The reader who reported it even documented his claims with two photographs. We have no idea how he managed to mess up the photos so badly in the well lit cafe. Perhaps he didn't have a good camera and had to shoot them from a distance. Possibly better pictures would point to police involvement. But, as John Le Carre would say, pictures taken in secret are like a firing squad: the customer doesn't see or hear a thing.

Novosti wondered whether Stojadinovic "is joining the so-called peace mongers or is the DS chief being increasingly belligerent in his statements because of the friendship". People who only believe the state media don't know what's worse. "So-called peace mongers" are people whose names often don't end in the Slavic -itch, are paid from abroad and serve the new world order, and fiercely try to destroy the Serbs and Serbia. Also, belligerent statements now are only made by people who actively oppose the peace efforts of president Milosevic and by active advocates against the interests of the Serb people. There is no difference: once they would have been called enemies of all colors.

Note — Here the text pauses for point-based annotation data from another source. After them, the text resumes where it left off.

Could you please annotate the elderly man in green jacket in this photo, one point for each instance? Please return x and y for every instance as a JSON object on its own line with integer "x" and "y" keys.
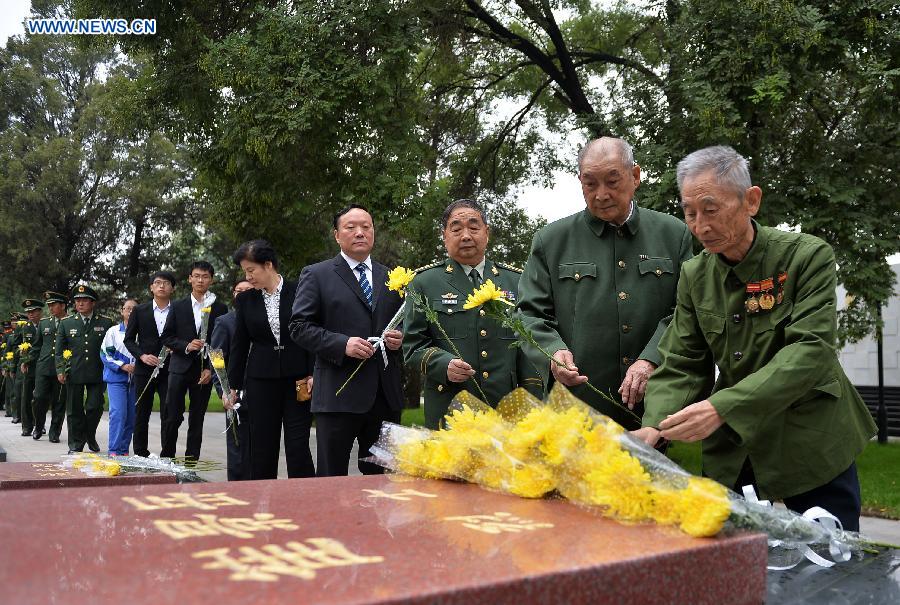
{"x": 760, "y": 304}
{"x": 599, "y": 286}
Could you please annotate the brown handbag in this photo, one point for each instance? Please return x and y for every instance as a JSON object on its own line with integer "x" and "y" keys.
{"x": 303, "y": 393}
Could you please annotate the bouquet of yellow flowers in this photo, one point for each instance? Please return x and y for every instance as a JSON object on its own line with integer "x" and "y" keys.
{"x": 563, "y": 447}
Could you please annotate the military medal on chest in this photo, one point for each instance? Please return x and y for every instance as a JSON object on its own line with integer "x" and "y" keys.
{"x": 782, "y": 277}
{"x": 766, "y": 299}
{"x": 752, "y": 305}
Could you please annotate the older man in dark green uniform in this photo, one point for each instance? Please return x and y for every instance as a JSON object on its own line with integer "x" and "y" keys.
{"x": 82, "y": 333}
{"x": 48, "y": 392}
{"x": 25, "y": 337}
{"x": 486, "y": 356}
{"x": 599, "y": 287}
{"x": 4, "y": 365}
{"x": 760, "y": 304}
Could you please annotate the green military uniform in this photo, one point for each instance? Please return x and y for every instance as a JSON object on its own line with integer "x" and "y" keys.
{"x": 605, "y": 293}
{"x": 4, "y": 389}
{"x": 786, "y": 402}
{"x": 27, "y": 333}
{"x": 83, "y": 337}
{"x": 483, "y": 343}
{"x": 12, "y": 408}
{"x": 48, "y": 392}
{"x": 14, "y": 371}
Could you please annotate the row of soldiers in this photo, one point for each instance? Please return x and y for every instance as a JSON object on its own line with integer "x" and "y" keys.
{"x": 49, "y": 363}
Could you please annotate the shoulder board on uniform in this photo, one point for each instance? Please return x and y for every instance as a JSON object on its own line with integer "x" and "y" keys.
{"x": 429, "y": 266}
{"x": 509, "y": 267}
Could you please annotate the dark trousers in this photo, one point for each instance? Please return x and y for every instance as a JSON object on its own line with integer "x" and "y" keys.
{"x": 273, "y": 403}
{"x": 49, "y": 395}
{"x": 26, "y": 397}
{"x": 335, "y": 432}
{"x": 83, "y": 412}
{"x": 179, "y": 386}
{"x": 840, "y": 496}
{"x": 237, "y": 452}
{"x": 144, "y": 408}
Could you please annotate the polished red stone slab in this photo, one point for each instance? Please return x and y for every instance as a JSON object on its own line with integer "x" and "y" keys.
{"x": 353, "y": 540}
{"x": 35, "y": 475}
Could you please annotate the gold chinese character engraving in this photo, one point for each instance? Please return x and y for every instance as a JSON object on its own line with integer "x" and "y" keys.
{"x": 404, "y": 494}
{"x": 295, "y": 559}
{"x": 498, "y": 523}
{"x": 211, "y": 525}
{"x": 184, "y": 500}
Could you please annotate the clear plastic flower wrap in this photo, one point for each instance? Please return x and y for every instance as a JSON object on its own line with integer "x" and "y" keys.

Now Novosti readers, thanks to the reader's report, can imagine two scenes:

1. Stojadinovic is revealing VJ secrets to Djindjic who is passing them on to so-called peace mongers who in turn pass them on to the power brokers of the new world order;

2. Stojadinovic, an officer who knows about war, is dictating especially effective war mongering statements to Djindjic.

It's up to the public to decide which they prefer.

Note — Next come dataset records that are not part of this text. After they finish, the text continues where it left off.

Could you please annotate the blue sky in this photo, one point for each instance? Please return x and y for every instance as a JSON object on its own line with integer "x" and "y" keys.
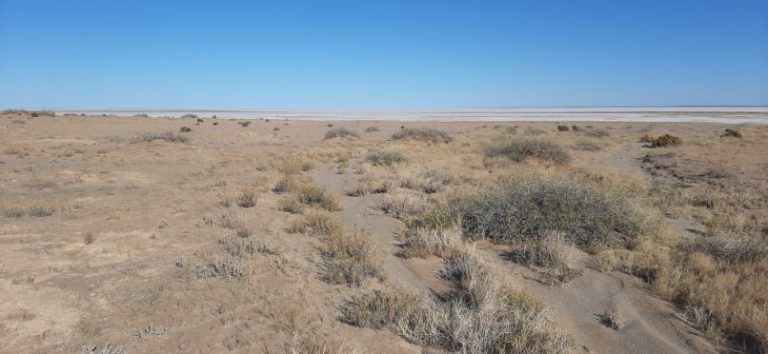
{"x": 391, "y": 54}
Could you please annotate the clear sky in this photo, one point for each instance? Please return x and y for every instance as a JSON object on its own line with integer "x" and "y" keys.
{"x": 387, "y": 54}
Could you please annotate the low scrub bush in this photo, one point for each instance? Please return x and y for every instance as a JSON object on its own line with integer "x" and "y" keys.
{"x": 481, "y": 316}
{"x": 432, "y": 241}
{"x": 424, "y": 134}
{"x": 385, "y": 157}
{"x": 596, "y": 133}
{"x": 340, "y": 132}
{"x": 665, "y": 140}
{"x": 349, "y": 257}
{"x": 587, "y": 146}
{"x": 521, "y": 150}
{"x": 528, "y": 207}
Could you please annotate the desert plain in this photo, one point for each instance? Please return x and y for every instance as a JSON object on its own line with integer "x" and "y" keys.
{"x": 133, "y": 234}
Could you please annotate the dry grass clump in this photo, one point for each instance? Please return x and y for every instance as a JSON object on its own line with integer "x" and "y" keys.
{"x": 665, "y": 140}
{"x": 586, "y": 146}
{"x": 340, "y": 132}
{"x": 592, "y": 215}
{"x": 244, "y": 247}
{"x": 424, "y": 134}
{"x": 33, "y": 211}
{"x": 246, "y": 199}
{"x": 732, "y": 133}
{"x": 168, "y": 136}
{"x": 349, "y": 257}
{"x": 553, "y": 252}
{"x": 220, "y": 266}
{"x": 481, "y": 316}
{"x": 521, "y": 150}
{"x": 424, "y": 241}
{"x": 385, "y": 157}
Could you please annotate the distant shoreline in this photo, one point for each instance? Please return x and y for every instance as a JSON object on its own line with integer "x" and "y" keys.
{"x": 719, "y": 114}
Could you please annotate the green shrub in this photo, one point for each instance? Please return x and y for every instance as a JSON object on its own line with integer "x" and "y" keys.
{"x": 590, "y": 214}
{"x": 665, "y": 140}
{"x": 424, "y": 134}
{"x": 385, "y": 157}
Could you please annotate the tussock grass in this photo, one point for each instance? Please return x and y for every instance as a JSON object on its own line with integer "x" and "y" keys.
{"x": 349, "y": 257}
{"x": 428, "y": 181}
{"x": 596, "y": 133}
{"x": 244, "y": 247}
{"x": 340, "y": 132}
{"x": 168, "y": 136}
{"x": 385, "y": 157}
{"x": 520, "y": 150}
{"x": 220, "y": 266}
{"x": 527, "y": 207}
{"x": 585, "y": 145}
{"x": 481, "y": 316}
{"x": 420, "y": 241}
{"x": 424, "y": 134}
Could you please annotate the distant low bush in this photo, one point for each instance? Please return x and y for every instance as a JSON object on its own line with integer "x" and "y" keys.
{"x": 596, "y": 133}
{"x": 385, "y": 157}
{"x": 340, "y": 132}
{"x": 665, "y": 140}
{"x": 424, "y": 134}
{"x": 521, "y": 150}
{"x": 169, "y": 136}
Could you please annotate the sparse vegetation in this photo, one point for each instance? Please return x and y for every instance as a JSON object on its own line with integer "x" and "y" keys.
{"x": 596, "y": 133}
{"x": 586, "y": 145}
{"x": 385, "y": 157}
{"x": 167, "y": 136}
{"x": 520, "y": 150}
{"x": 340, "y": 132}
{"x": 522, "y": 208}
{"x": 481, "y": 316}
{"x": 665, "y": 140}
{"x": 349, "y": 257}
{"x": 424, "y": 134}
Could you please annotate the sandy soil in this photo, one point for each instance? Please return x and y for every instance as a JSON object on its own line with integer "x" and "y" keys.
{"x": 100, "y": 237}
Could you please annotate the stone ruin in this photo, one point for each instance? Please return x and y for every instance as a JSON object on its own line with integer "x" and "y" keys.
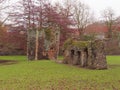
{"x": 48, "y": 42}
{"x": 88, "y": 54}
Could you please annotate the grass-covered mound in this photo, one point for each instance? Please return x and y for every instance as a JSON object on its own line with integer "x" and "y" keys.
{"x": 48, "y": 75}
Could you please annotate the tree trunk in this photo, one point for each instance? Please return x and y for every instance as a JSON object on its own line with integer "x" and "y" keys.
{"x": 37, "y": 44}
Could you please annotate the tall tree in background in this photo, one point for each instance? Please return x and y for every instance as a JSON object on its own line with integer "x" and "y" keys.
{"x": 82, "y": 16}
{"x": 109, "y": 19}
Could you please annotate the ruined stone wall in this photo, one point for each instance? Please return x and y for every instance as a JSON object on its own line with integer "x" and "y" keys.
{"x": 90, "y": 54}
{"x": 47, "y": 48}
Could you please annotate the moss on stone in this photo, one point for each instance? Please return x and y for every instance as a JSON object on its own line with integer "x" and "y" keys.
{"x": 74, "y": 43}
{"x": 80, "y": 44}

"We met on Terazije square, "Stojadinovic told VREME. "We talked normally and anyone could have seen us and taken pictures. There was no need for a police reporter to climb walls and hide or risk his life. That is very irresponsible of his superiors. It's embarrassing for the security services to do that Orwellian job (whether they're general Aleksandar Dimitrijevic's men or Serbian police minister Zoran Sokolovic's) in a state where top level criminals are given time on state TV."

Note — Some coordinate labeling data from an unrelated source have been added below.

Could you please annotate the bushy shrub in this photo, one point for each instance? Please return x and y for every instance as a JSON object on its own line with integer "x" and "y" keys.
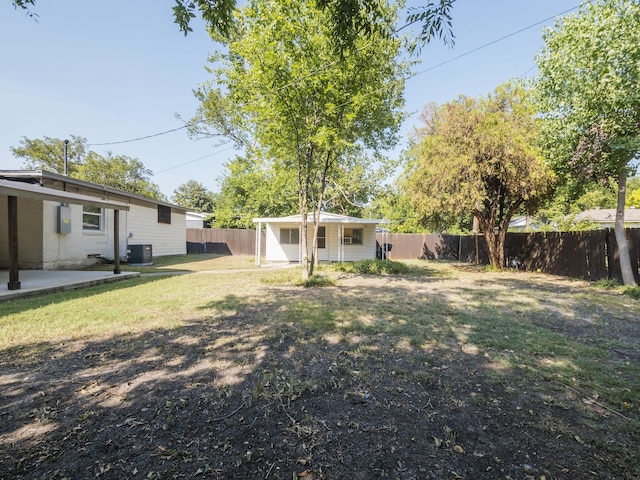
{"x": 372, "y": 267}
{"x": 607, "y": 283}
{"x": 319, "y": 281}
{"x": 633, "y": 292}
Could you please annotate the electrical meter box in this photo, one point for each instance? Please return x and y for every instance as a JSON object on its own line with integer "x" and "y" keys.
{"x": 64, "y": 219}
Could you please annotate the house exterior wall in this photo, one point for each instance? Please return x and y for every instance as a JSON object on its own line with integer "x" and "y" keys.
{"x": 143, "y": 228}
{"x": 78, "y": 248}
{"x": 277, "y": 252}
{"x": 30, "y": 233}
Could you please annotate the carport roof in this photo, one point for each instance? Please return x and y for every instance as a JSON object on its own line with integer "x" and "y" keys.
{"x": 38, "y": 192}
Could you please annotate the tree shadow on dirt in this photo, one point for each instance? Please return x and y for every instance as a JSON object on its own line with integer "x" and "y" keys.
{"x": 340, "y": 382}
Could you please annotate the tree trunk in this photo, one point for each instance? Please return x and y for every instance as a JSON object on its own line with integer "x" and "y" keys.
{"x": 623, "y": 246}
{"x": 303, "y": 243}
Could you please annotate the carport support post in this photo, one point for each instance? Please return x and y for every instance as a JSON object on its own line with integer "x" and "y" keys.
{"x": 116, "y": 242}
{"x": 258, "y": 243}
{"x": 14, "y": 280}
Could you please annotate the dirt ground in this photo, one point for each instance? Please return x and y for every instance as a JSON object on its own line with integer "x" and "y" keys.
{"x": 180, "y": 404}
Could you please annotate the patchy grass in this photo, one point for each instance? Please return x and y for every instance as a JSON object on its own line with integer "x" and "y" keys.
{"x": 372, "y": 267}
{"x": 444, "y": 369}
{"x": 185, "y": 263}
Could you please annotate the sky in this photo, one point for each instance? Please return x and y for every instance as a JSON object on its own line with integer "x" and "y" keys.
{"x": 118, "y": 70}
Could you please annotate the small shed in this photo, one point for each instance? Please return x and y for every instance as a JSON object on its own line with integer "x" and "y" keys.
{"x": 340, "y": 238}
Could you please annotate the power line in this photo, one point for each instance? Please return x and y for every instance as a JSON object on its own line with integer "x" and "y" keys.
{"x": 138, "y": 138}
{"x": 469, "y": 52}
{"x": 194, "y": 160}
{"x": 314, "y": 72}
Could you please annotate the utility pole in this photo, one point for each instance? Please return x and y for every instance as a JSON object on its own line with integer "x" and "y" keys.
{"x": 66, "y": 159}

Djindjic said that an additional cause for concern is the fact that the reports those services gather, are available to a wide circle of users from the ruling party allowing them to manipulate with information. "A year ago I said, SPS deputies in the Serbian parliament were recounting my phone conversations," he said, "they exchange that information like video tapes, using them to discredit political opponents and they see nothing wrong in that. Now they want to insinuate that Stojadinovic is a secret DS member, that he did things in the army on my orders, that it is all a conspiracy dangerous to the state."

Both men said there was no explaining or notes. But the reader reporter went further and said regulars at the Writers' Club recognized Stojadinovic in the company of Soros activists. Probably that's the main proof: every honest citizen knows that that foundation is "an instrument of the new world order that turns Serb children into janissaries".

"I was at the Writers' Club with Aleksandar Vasovic and Milica Kuburovic, radio B 92 journalists," Stojadinovic said. "They've been my friends for years and I cooperated with them when I was VJ spokesman. Our conversation was about a job and our friendship. As for the Soros foundation, I have to say I know no one there and I have no prejudices about it."

What was the goal behind the whole thing? Don't officers of the officially non-political army have the right to meet anyone they want? If he had met with Ivica Dacic or Bratislava Morina there would have been no report.

Who knows maybe the report is revenge for the colonel's open letter to FRY president Lilic in which he openly accused him of protecting thieves in the VJ.

Maybe the goal is a message to Djindjic: whoever meets with Stojadinovic (thrown out of the army for "violating basic norms of behavior") will be compromised.

 

The Third Man

Just before this issue went to print the reader reporter sent us the following exclusive note:

"On the night in question in the Writers' Club, B 92 journalist Zoran Mamula, a proven Soros activist, was with Stojadinovic as well.

Specially for the reader reporter Mamula said: "Yes, I was there. I got there about half an hour after midnight. I assume the reader reporter didn't notice me because he dozed off."